Театральный мир полон рассказов и легенд о постыдных, чудовищных провалах. Нет ни одной актрисы, даже среди самых прославленных, кому не снится кошмар, где она забывает роль или совершает жуткую оплошность, а в ответ — зловещее молчание зала, и потом свист, шиканье, грохот кресел. Элиза была уверена, что с ней такого никогда не произойдет. Но главный выход своей жизни она провалила с позором. Бредя вслепую по гостиничному коридору, она думала не о последствиях своего нападения на Чингиз-хана (они безусловно будут), а о своей безнадежной никчемности.
Жизнь — не театр. Никакой рабочий не ударит за сценой по металлу, чтоб прозвучал выстрел, и злодей сам собой не повалится. Спасительный занавес не заслонит от беснующейся публики. Наряд и грим снять нельзя.

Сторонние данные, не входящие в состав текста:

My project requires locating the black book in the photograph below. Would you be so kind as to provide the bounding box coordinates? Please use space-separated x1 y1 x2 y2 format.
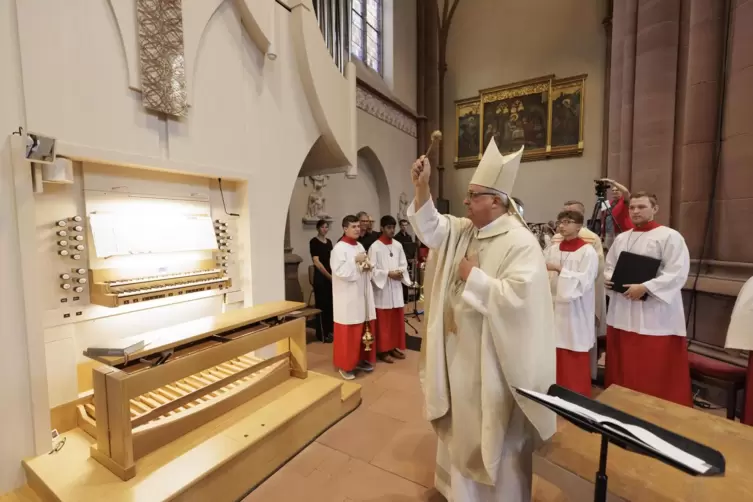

«Я бездарна, моя жизнь бездарна, я заслужила свою участь». Нахохленной птицей, не снимая шляпы, Элиза сидела в темной комнате, разбитая и обессилевшая. Не заметила, как уснула.
Привидевшийся ей сон был невыносимо страшен. Будто сидит она в своей гримерной, все стены которой заняты зеркалами, хочет посмотреть на себя — а отражения нет. В какую сторону ни повернешься, в какое зеркало ни посмотришь — пусто. И вроде бы кажется, что сбоку нечто такое чернеет, но поймать невозможно. Сидит она, вертит головой всё быстрей и быстрей, вправо-влево, вправо-влево, да только нет никакой Элизы. «Это я сняла сценический костюм и грим, а без роли меня не существует», догадалась она, и так ей сделалось страшно, что со стоном и слезами проснулась.
Если б за окном светило солнце, возможно, наступило бы облегчение. Но грязный ноябрьский рассвет был еще хуже ночной тьмы, а от неудобной позы затекло всё тело. Элиза чувствовала себя нечистой, нездоровой и старой. Со страхом оглядела она комнату. Проступающие сквозь полумрак контуры предметов испугали ее. На стене мерцало большое зеркало, но заглянуть в него Элиза ни за что бы сейчас не решилась. Реальный мир давил на нее со всех сторон, он был угрожающ и непредсказуем, она не понимала развития его фабулы и не смела предположить, какою станет развязка.